Esteri. LIBIA, ARMI E CINA COMUNISTA. CAMBIA QUALCOSA O FORSE NULLA.

Negli ultimi anni la Cina Popolare è stata sempre più desiderosa di incrementare il commercio di armi e questo, per le sue industrie belliche, significa vendere estensivamente droni oltre alle armi di piccolo e medio calibro. Da numerosissime fonti e da prove “sul campo” è ormai certo che le armi cinesi sono utilizzate e vendute in tutto il mondo, compresa la Libia.   In particolare i resti di un missile, di quasi certa fabbricazione cinese, indicano un’escalation della guerra dei droni in quell’area di guerra.  

Infatti, è stato ritrovato un missile LJ-7 che è l’armamento principale del drone Wing Loong di fabbricazione cinese. Il Wing Loong, che ha caratteristiche simili al drone Predator prodotto dagli Stati Uniti, è stato venduto ed è in linea di utilizzo da parte di alcune forze aeree del Medio Oriente, comprese quelle dell’Egitto, degli Emirati Arabi Uniti e dell’Arabia Saudita.

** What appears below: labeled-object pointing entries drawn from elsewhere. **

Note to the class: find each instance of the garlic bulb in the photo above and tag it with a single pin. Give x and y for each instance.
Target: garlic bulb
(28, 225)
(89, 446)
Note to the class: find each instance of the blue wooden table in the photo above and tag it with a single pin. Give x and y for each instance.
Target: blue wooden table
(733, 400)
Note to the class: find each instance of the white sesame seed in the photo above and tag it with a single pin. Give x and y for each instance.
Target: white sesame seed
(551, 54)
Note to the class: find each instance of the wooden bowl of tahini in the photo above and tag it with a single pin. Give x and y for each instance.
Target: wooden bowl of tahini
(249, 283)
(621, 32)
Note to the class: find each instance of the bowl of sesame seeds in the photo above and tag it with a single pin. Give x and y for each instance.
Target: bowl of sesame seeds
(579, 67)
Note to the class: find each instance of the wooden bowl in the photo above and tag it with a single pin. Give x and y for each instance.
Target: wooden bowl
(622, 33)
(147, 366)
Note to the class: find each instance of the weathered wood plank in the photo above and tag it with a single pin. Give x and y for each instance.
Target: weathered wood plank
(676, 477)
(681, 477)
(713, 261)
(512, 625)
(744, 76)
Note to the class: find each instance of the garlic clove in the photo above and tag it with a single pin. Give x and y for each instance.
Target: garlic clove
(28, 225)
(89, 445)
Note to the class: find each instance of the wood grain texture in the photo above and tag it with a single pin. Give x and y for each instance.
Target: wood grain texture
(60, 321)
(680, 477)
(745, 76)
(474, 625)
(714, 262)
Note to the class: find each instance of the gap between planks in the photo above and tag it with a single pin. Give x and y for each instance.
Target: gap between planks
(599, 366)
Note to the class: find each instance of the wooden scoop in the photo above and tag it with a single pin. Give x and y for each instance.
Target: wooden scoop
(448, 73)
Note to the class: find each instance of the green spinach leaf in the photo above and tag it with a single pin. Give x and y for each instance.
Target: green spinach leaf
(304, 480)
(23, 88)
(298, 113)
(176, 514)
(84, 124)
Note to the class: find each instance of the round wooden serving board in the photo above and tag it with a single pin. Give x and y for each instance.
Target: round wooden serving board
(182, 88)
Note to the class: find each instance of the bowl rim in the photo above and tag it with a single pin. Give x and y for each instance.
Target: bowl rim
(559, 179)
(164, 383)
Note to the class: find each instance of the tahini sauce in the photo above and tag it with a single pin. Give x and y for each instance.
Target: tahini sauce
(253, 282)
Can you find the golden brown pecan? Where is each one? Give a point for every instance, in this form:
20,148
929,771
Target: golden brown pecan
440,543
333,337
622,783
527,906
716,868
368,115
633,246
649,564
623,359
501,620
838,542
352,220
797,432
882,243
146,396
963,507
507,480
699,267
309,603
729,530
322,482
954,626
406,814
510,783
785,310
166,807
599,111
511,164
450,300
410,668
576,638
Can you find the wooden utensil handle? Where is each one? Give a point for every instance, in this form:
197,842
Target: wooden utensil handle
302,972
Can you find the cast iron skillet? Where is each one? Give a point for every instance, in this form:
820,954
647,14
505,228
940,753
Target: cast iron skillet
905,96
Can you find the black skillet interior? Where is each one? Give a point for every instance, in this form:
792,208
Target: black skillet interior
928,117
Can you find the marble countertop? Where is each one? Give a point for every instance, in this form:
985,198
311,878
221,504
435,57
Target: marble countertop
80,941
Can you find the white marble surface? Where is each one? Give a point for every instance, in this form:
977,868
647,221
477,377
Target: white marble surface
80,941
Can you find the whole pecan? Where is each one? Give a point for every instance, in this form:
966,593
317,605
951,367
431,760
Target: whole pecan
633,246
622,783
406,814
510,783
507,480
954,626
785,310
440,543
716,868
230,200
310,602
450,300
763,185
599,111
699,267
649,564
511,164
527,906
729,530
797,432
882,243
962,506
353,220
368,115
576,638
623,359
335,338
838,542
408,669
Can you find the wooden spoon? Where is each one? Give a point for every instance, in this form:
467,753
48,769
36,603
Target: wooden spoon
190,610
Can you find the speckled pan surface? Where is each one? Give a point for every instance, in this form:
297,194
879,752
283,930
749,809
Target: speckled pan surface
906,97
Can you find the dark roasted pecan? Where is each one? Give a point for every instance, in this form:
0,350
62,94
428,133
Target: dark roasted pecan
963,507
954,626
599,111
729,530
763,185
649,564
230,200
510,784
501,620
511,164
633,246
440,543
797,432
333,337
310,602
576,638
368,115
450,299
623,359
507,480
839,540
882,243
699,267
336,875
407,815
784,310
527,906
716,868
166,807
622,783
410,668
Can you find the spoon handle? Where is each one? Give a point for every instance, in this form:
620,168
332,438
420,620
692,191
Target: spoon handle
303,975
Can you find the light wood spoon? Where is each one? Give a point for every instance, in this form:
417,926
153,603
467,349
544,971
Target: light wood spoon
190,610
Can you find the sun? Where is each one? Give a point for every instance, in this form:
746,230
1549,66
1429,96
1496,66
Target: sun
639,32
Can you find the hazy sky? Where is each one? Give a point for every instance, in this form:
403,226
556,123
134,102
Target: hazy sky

Non un caso, che sia l’Egitto sia Emirati Arabi Uniti stanno dando supporto logistico in Libia, alla fazione dell’Esercito Nazionale libico guidata dal signore della guerra Khalifa Haftar che sta combattendo contro il governo di accordo nazionale sostenuto politicamente dalle Nazioni Unite e ultimamente, sul campo di battaglia, da milizie turcomanne inviate da Ankara.

Gli Emirati hanno finanziato la costruzione della base aerea di Al Khadim, un ex aeroporto nella provincia di Al Marj, nella Libia orientale, e dal 2016 dispiegano nella base aerei di attacco e Wing Loong al fine di fornire la copertura aerea per le forze di Haftar.

La Cina comunista, è noto, sta promuovendo lo sviluppo e l’impiego di droni e secondo fonti del Pentagono alcune stime indicano che Pechino prevede di produrre oltre 42.000 sistemi senza pilota terrestri e marittimi entro il 2023. In merito, la RAND Corporation, un think tank californiano con stretti legami con l’US Air Force, ha reso noto che la diffusione dei droni cinesi potrebbe avere implicazioni preoccupanti anche per gli Stati Uniti.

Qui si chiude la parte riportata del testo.